Oleh: Nur Kasanah, M.E.
Dosen Fakultas Ekonomi dan Bisnis Islam IAIN Ponorogo
Fundraiser merupakan kata lain dalam bahasa Inggris dari penghimpun, pengumpul, pencari dana/donatur. Kegiatan pengumpulan dananya disebut fundraising. Sedangkan menurut Kamus Besar Bahasa Indonesia , pengumpulan adalah proses, cara pengumpulan, penghimpunan, pengerahan. Oleh karena itu fundraising dapat diartikan sebagai kegiatan menghimpun dana dan sumber daya lainnya dari masyarakat baik individu, kelompok, organisasi, perusahaan dan pemerintah, yang akan digunakan untuk membiayai program dan kegiatan operasional lembaga dengan tujuan akhir untuk mencapai visi dan misi lembaga tersebut. (Fanani, 2010) Jadi fundraiser itu penghimpun dana dari berbagai sumber untuk mencapai tujuan yang dicanangkan.
Meski terdengar sepele, tetapi ternyata tidak semua orang mau dan mampu menjadi fundraiser. Mengapa? Sebab tidak semua orang tahan dipandang sebelah mata oleh sebagian masyarakat. Tidak dipungkiri, bahwa masih ada anggapan bahwa fundraiser tak ada bedanya seperti peminta-minta sumbangan, yang menengadahkan tangan meminta bantuan. Padahal itu berbeda. Memang, peminta sumbangan dan fundraiser sama-sama menghimpun uang dari donatur akan tetapi ada beberapa hal penting yang membedakan itu secara mendasar. Pertama, fundraiser umumnya berada di bawah naungan lembaga amal resmi, baik milik pemerintah, perusahaan maupun lembaga filantropi berbasis masyarakat seperti BAZNAS, LAZISNU, LAZISMU, Rumah Zakat, Tabung Wakaf Indonesia dan lain-lain. Kedua, memiliki dan melakukan penguatan program lembaga secara kontinyu demi mewujudkan kemanfaatan masyarakat. Ketiga, memiliki kontrak kerja dan honor/gaji yang jelas sebagaimana profesi lainnya. Ketiga hal di atas tentu saja tidak dimiliki para pencari sumbangan yang umumnya hanya untuk tujuan individu atau kelompok kecil, bersifat insidental untuk kegiatan/ acara tertentu saja dan tidak ada kontrak apalagi gaji pasti.
Selain ketiga perbedaan mendasar di atas, ada setidaknya tiga syarat untuk menjadi menjadi fundraiser yang berkompeten menurut (Ghofur, 2018) adalah: 1) Mencintai kegiatan fundraising. Aktivitas apapun akan lebih mudah dijalankan jika disukai, disenangi dan dicintai.

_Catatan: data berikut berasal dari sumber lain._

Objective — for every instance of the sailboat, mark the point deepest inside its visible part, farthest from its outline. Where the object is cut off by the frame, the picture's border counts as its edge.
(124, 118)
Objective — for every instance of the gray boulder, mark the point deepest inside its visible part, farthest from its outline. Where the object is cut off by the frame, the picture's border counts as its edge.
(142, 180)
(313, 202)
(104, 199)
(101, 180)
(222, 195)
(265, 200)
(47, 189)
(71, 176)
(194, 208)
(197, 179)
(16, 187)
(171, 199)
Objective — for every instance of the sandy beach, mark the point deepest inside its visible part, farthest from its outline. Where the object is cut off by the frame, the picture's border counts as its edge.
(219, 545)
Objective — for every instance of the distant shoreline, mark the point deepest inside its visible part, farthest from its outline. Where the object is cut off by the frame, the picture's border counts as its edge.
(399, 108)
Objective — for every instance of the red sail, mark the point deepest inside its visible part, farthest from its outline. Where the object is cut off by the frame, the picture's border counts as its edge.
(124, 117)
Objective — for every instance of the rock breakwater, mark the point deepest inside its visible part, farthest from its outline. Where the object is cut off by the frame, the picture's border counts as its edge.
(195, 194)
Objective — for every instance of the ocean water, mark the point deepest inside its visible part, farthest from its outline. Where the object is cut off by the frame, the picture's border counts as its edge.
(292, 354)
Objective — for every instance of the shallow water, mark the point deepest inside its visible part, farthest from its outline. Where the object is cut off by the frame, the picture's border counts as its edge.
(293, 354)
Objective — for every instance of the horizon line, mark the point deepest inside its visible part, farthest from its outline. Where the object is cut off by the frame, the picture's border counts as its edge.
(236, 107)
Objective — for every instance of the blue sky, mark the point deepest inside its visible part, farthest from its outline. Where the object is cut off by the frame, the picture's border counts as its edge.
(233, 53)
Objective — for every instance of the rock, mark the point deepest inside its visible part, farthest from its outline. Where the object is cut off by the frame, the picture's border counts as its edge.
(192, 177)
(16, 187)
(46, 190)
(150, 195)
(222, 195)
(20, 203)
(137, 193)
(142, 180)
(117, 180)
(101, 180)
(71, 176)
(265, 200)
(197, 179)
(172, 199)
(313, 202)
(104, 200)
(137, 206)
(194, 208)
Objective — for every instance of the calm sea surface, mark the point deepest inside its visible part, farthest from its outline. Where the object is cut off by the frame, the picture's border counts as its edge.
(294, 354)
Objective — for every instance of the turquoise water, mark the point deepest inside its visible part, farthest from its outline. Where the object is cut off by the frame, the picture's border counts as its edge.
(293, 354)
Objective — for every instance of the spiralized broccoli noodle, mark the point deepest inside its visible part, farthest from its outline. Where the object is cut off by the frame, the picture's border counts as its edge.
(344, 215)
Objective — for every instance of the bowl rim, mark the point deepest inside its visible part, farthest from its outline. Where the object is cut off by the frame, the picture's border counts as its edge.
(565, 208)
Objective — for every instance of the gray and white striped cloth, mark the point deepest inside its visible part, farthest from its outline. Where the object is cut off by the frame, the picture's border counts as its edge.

Seorang fundraiser haruslah belajar mencintai pekerjaannya. Mencintai di sini bukan tentang mencintai kegiatan fundraising tetapi tentang alasan mengapa fundraising ini harus dilakukan dan dicintai. Pemahaman akan makna aktivitas ini penting untuk diketahui secara mendalam. Untuk filantropi Islam, fundraiser haruslah memahami dasar pentingnya fundraising ini dari al-Qur’an dan hadis. 2) Memahami lembaga dan program. Rasa cinta pada aktivitas fundraising akan menumbuhkan percaya diri pada fundraiser, tapi ini saja tidaklah cukup. Fundraiser tidak akan berhasil menjalankan tugasnya jika tidak memahami lembag yang menaunginya. Oleh sebab itu, semua fundraiser haruslah diberikan orientasi terhadap lembaga dan program-program secara detail dan up to date. 3) Memiliki kepekaan terhadap keinginan donatur. Prinsip ketiga ini adalah kompetensi dan keahlian yang harus dimiliki fundraiser. Fundraiser harus mampu menyederhanakan maksud dan tujuan donatur dalam presentasi program, karena pada umumnya donatur belum memahami program yang dijalankan kecuali donatur yang sudah sering bekerja sama. Donatur pribadi juga harus diperhatikan sama dengan donatur perusahaan.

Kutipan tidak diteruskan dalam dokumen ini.